Is CO2 evolution in saline soils affected by an osmotic effect and calcium carbonate?

Abstract

Salt-affected soils are widespread, particularly in arid climates, but information on nutrient dynamics and carbon dioxide (CO2) efflux from salt-affected soils is scarce. Four laboratory incubation experiments were conducted with three soils. To determine the influence of calcium carbonate (CaCO3) on respiration in saline and non-saline soils, a loamy sand (6.3% clay) was left unamended or amended with NaCl to obtain an electrical conductivity (EC) of 1.0 dS m−1 in a 1:5 soil/water extract.
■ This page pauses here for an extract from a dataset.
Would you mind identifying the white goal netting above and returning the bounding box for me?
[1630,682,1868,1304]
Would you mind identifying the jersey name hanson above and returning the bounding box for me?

Powdered CaCO3 at rates of 0%, 0.5%, 1.0%, 2.5%, 5.0% and 10.0% (w/w) and 0.25-2 mm mature wheat residue at 0% and 2% (w/w) were then added. Cumulative CO2-C emission from the salt amended and unamended soils was not affected by CaCO3 addition. To investigate the effect of EC on microbial activity, soil respiration was measured after amending a sandy loam (18.8% clay) and a silt loam (22.5% clay) with varying amount of NaCl to obtain an EC1:5 of 1.0–8.0 dS m−1 and 2.5 g glucose C kg−1 soil. Soil respiration was reduced by more than 50% at EC1:5 ≥ 5.0 dS m−1. In a further experiment, salinity up to an EC1:5 of 5.0 dS m−1 was developed in the silt loam with NaCl or CaCl2. No differences in respiration at a given EC were obtained between the two salts, indicating that Na and Ca did not differ in toxicity to microbial activity. The effect of different addition rates (0.25–2.0%) of mature wheat residue on the response of respiration to salinity was investigated by adding NaCl to the silt loam to obtain an EC1:5 of 2.0 and 4.0 dS m−1. The clearest difference between salinity levels was with 2% residue rate. At a given salinity level, the modelled decomposition constant ‘k’ increased with increasing residue addition rate up to 1% and then remained constant. Particulate organic carbon left after decomposition from the added wheat residues was negatively correlated with cumulative respiration but positively correlated with EC. Inorganic N (NH 4 + -N and NO 3 − -N) and resin P significantly decreased with increasing salinity. Resin P was significantly decreased by addition of CaCl2 and CaCO3.